Selon le maire PS de la ville Olivier Pévérelli, qui assure avoir eu “la peur de (sa) vie”, deux clochers “sont prêts à tomber” et le dernier étage de l’hôtel de ville est inaccessible car “les plafonds sont tombés”. Il a annoncé avoir ouvert trois gymnases pour 400 à 500 personnes qui selon lui ne devraient pas passer la nuit chez eux.

Isabelle Massebeuf, conseillère régionale (LR), a indiqué que la structure du lycée Xavier Mallet (environ 1.000 élèves) du Teil avait “été endommagée, des poutres ont bougé et les services régionaux iront sur place demain (mardi) avec des ingénieurs pour faire un diagnostic”.

“Ça a duré cinq secondes, tout a tremblé autour de moi, les meubles, les murs, comme si un avion s’était écrasé à 800 mètres ou une grosse explosion”, a témoigné de son côté Kevin Cuer, habitant au 4e étage d’un immeuble de Montélimar.

– Sites nucléaires –

Selon le collectif antinucléaire du Vaucluse, l’épicentre est situé “à moins de 20 km de la centrale nucléaire de Cruas (Ardèche) où la secousse a été ressentie dans la salle des machines des réacteurs, et à 30 km du site atomique du Tricastin (Drôme/Vaucluse)”.

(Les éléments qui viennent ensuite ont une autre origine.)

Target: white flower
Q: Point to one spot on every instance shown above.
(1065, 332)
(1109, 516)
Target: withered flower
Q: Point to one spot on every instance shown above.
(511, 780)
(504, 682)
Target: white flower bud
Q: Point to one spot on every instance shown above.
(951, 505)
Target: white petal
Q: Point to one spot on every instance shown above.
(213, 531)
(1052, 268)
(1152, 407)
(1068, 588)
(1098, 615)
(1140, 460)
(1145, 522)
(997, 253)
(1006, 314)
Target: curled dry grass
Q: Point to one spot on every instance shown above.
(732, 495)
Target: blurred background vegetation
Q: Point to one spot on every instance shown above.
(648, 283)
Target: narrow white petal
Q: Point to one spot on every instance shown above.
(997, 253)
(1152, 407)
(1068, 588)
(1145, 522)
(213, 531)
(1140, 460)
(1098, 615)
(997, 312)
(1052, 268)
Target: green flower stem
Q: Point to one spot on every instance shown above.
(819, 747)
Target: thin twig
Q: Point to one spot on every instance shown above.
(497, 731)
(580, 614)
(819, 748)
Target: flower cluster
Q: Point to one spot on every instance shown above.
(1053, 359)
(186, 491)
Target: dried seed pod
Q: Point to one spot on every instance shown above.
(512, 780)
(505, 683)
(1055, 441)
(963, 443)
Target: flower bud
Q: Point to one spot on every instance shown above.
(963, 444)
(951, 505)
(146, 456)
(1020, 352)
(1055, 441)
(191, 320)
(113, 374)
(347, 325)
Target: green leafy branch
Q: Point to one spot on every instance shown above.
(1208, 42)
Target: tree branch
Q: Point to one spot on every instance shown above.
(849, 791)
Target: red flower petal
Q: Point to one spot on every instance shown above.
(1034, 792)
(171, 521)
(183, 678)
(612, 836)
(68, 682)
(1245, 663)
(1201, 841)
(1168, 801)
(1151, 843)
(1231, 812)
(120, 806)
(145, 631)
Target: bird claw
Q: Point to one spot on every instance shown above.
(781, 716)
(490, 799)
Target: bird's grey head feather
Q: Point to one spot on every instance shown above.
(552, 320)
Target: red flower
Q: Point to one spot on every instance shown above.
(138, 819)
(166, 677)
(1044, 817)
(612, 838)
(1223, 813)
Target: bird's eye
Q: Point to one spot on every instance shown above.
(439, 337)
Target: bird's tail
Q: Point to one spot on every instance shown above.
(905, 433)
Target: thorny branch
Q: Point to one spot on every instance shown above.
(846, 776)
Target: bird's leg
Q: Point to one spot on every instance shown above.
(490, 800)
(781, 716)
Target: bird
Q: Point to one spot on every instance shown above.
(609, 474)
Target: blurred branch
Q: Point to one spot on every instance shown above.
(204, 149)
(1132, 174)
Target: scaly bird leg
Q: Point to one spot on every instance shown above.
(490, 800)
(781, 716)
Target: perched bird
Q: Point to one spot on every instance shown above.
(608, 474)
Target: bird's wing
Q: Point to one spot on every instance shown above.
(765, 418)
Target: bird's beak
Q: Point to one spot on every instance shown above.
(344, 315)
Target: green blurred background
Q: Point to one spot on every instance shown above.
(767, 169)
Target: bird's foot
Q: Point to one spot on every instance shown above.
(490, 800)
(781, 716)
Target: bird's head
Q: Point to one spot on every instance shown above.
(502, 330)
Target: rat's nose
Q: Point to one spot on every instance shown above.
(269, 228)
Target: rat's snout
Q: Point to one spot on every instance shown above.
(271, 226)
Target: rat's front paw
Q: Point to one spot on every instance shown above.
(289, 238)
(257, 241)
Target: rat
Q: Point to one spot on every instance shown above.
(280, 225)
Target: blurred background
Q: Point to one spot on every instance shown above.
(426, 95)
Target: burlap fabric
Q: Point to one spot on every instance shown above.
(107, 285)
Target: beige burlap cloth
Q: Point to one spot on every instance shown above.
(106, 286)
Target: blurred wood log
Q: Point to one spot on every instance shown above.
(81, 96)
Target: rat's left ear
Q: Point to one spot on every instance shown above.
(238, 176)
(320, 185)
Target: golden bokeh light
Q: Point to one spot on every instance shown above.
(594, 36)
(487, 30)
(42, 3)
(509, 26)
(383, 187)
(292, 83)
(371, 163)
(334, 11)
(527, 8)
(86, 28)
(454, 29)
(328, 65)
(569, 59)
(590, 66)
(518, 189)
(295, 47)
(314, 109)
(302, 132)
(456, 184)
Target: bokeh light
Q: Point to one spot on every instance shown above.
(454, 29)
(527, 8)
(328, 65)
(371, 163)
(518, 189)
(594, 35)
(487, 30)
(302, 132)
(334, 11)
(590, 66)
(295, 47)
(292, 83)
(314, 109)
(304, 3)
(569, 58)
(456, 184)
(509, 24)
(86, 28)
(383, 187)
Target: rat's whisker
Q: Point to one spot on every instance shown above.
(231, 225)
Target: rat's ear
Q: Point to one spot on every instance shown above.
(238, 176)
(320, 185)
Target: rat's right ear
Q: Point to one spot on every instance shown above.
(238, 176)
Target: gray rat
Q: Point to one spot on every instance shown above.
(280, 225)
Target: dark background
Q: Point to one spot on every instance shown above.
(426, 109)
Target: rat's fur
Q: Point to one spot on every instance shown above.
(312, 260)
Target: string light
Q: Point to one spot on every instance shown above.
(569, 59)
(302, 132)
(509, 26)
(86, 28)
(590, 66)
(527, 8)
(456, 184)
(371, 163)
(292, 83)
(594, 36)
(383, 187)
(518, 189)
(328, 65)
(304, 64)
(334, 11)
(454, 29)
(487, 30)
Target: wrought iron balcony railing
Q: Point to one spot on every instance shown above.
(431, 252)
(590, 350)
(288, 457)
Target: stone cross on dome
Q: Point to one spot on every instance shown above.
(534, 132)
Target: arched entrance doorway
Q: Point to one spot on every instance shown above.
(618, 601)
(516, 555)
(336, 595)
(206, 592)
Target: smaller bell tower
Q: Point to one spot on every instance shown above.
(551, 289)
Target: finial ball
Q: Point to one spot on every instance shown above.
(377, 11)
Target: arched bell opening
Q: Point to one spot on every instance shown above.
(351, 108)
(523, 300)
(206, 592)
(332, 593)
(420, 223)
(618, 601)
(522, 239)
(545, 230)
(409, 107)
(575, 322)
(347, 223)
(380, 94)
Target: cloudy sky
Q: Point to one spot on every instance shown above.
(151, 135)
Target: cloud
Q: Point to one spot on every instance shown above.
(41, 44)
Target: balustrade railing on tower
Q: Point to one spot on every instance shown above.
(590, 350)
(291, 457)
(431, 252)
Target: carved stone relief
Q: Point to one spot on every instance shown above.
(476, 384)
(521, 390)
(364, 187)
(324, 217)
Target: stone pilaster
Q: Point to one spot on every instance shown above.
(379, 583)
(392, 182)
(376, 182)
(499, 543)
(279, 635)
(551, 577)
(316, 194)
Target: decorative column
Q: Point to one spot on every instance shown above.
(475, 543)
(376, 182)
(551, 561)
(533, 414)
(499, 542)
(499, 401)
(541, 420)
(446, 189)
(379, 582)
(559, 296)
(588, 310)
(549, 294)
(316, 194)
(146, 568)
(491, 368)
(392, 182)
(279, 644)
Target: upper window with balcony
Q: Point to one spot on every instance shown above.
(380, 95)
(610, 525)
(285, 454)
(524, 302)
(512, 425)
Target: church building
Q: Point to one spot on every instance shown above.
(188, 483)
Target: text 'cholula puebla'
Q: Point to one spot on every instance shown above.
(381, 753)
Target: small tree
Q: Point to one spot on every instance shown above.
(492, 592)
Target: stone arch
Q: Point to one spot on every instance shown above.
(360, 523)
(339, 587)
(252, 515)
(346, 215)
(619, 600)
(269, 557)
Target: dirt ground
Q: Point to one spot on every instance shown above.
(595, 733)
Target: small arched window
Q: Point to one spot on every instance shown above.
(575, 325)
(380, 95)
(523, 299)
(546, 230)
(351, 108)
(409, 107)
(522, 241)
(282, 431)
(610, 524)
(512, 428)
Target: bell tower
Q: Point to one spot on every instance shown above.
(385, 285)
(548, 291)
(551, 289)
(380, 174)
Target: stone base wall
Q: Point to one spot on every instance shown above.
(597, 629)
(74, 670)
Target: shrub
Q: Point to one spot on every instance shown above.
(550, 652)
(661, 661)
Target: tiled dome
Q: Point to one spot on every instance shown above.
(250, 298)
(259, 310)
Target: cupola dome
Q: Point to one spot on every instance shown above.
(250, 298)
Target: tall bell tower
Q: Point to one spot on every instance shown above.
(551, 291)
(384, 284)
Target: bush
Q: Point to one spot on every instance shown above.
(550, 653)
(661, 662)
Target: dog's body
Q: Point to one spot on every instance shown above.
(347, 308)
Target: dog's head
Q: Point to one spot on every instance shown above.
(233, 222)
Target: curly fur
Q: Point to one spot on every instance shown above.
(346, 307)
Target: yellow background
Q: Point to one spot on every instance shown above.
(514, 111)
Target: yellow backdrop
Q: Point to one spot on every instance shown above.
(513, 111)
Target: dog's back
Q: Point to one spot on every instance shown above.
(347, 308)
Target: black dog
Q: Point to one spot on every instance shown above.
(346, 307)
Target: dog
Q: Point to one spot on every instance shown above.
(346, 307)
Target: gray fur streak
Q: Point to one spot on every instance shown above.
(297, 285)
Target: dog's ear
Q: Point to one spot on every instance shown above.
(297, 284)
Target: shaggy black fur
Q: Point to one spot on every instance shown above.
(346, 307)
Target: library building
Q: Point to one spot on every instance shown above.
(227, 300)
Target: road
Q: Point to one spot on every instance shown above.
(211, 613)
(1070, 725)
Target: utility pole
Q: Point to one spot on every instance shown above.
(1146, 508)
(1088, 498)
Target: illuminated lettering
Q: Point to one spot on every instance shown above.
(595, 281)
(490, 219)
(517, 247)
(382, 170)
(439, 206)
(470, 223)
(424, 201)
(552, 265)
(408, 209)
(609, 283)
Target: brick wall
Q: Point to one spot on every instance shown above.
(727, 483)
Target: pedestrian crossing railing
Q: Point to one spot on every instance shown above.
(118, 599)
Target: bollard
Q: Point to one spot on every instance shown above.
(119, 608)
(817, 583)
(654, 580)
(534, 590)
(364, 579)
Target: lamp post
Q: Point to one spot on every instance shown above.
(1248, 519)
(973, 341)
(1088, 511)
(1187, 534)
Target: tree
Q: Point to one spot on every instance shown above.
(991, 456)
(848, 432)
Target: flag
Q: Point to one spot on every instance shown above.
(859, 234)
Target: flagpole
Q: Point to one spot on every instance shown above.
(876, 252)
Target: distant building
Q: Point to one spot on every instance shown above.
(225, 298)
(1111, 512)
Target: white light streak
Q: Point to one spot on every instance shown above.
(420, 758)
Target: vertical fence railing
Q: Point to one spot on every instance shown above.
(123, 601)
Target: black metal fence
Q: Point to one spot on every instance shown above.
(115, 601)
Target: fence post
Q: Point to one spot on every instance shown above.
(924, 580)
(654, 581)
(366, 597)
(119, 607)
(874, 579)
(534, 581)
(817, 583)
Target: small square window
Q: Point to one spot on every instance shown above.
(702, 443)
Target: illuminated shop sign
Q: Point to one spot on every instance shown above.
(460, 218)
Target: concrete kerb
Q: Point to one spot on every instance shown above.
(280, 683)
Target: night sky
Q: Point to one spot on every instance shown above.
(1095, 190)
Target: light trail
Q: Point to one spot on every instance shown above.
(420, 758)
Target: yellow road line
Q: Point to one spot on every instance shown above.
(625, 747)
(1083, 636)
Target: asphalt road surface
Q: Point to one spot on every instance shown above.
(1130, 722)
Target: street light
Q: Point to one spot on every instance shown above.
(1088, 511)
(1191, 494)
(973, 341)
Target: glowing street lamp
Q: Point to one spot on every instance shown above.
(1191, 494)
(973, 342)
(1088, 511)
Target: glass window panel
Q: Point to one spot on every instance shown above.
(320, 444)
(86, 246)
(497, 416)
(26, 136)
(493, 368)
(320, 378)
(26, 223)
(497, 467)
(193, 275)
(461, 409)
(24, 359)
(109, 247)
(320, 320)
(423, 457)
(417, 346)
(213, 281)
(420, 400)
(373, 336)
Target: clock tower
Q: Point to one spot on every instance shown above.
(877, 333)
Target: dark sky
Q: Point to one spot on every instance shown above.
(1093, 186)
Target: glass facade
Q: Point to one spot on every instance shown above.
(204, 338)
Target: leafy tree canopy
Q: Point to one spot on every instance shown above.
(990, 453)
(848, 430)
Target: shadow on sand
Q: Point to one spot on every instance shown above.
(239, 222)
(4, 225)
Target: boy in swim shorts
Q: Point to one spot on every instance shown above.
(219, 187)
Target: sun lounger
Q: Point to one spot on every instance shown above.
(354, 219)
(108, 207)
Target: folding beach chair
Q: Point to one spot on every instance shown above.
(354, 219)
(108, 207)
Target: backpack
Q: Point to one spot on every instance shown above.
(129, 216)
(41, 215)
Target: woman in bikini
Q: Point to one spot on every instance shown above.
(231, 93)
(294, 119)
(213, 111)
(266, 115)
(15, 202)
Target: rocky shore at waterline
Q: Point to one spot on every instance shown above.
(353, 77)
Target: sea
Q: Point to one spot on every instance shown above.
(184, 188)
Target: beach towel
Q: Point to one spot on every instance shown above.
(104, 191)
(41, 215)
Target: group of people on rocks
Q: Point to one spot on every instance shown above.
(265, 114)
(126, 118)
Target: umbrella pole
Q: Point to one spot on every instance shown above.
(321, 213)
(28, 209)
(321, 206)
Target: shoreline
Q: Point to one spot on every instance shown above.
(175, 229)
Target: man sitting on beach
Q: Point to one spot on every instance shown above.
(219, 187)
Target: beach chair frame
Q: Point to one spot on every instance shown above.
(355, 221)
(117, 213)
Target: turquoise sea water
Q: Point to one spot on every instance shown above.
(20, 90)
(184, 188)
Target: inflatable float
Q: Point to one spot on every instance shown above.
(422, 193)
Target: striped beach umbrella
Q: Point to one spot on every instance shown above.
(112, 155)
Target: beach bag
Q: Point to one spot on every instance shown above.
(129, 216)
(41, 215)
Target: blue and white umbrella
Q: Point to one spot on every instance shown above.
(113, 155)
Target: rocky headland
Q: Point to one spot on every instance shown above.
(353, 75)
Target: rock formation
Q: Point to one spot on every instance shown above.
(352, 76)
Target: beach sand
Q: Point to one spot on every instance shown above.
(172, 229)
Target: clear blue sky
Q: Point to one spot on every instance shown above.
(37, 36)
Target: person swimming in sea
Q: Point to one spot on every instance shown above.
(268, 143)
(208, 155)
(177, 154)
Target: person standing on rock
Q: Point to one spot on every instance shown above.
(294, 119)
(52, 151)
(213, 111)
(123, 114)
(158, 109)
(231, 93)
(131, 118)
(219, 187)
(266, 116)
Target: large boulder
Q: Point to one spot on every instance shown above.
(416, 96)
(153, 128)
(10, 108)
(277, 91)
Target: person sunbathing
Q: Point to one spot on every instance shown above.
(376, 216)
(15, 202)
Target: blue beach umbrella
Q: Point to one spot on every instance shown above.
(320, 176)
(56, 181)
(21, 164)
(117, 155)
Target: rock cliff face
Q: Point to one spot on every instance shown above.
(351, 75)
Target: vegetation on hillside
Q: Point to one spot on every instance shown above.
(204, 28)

Le collectif souligne que le site du Tricastin “implanté sur une faille sismique active et en contre-bas du canal de Donzère-Mondragon” est “le plus menaçant site nucléaire d’Europe s’étalant sur plus de 615 hectares”, demandant “la mise à l’arrêt sans aucune condition des installations nucléaires”.

L’Agence de sûreté nucléaire (ASN) a assuré que le séisme n’avait provoqué “aucun dommage apparent” à ces sites, et qu’elle examinerait “les conditions dans lesquelles (les) réacteurs pourront redémarrer” à Cruas.

Une porte-parole a indiqué à l’AFP que l’arrêt des réacteurs pourrait durer “quelques jours”, en fonction de ce qu’on trouvera ou pas.

En revanche, la centrale nucléaire du Tricastin, la plus éloignée de l’épicentre du séisme, ne sera pas arrêtée, aucun seuil d’alerte n’y ayant été mesuré, a ajouté l’ASN.

– Le plus fort depuis 2003 –

Selon les données du BCSF, aucun séisme aussi fort n’a été constaté en France continentale depuis 2003 (dans les Vosges, ndlr). En 2011, un séisme de magnitude 5,5 avait été enregistré mais son épicentre se situait en mer, à 100 km au large d’Ajaccio.

“J’ai senti mes jambes trembler, j’avais l’impression que j’allais tomber, les jambes en coton, je me suis assise et j’ai compris qu’il y avait eu un tremblement de terre”, a témoigné auprès de l’AFP Nathalie Lefèvre, habitante de Vallon Pont d’Arc, en Ardèche.

Mustapha Meghraoui, physicien à l’Institut de physique du globe de Strasbourg, a précisé à l’AFP que “c’est un (séisme) rare (…) un séisme important pour la région”, alertant sur la possibilité d’une forte réplique.

“On n’exclut pas qu’il y ait une secousse peut-être aussi forte que celle de ce matin, c’est rare mais on ne l’exclut pas, il faut qu’on soit prudent et vigilant”, a-t-il prévenu.